DATA COLLECTION AND ANALYSIS: A strategy has been developed to deal with the large volume and complexity of trial data relating to labour induction. This involves a two-stage method of data extraction. The initial data extraction is done centrally, and incorporated into a series of primary reviews arranged by methods of induction of labour, following a standardised methodology. The data will then be extracted from the primary reviews into a series of secondary reviews, arranged by category of woman. To avoid duplication of data in the primary reviews, the labour induction methods have been listed in a specific order, from one to 25. Each primary review includes comparisons between one of the methods (from two to 25) with only those methods above it on the list.

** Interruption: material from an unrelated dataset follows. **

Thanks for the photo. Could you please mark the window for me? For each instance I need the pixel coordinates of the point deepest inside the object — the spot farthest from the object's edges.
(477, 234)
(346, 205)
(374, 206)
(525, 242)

MAIN RESULTS: There were 19 studies included in the review. Of these 15 included a comparison using either oral or intravenous oxytocin with or without amniotomy. The quality of studies reviewed was not high. Only seven studies had clearly described allocation concealment. Only two studies stated that providers and/or participants were blinded to treatment group. For the outcome of vaginal delivery not achieved within 24 hours, in the composite comparison of oral PGE2 versus all oxytocin treatments (oral and intravenous, with and without amniotomy), there was a trend favoring oxytocin treatments (relative risk (RR) 1.97, 95% confidence interval (CI) 0.86 to 4.48). For the outcome of cesarean section, in the comparison of PGE2 versus no treatment or placebo, PGE2 was favored (relative risk (RR) 0.54, 95% confidence interval (CI) 0.29,0.98). Otherwise, there were no significant differences between groups for this outcome. Oral prostaglandin was associated with vomiting across all comparison groups.

REVIEWER'S CONCLUSIONS: Oral prostaglandin consistently resulted in more frequent gastrointestinal side effects, in particular vomiting, compared with the other treatments included in this review. There were no clear advantages to oral prostaglandin over other methods of induction of labour.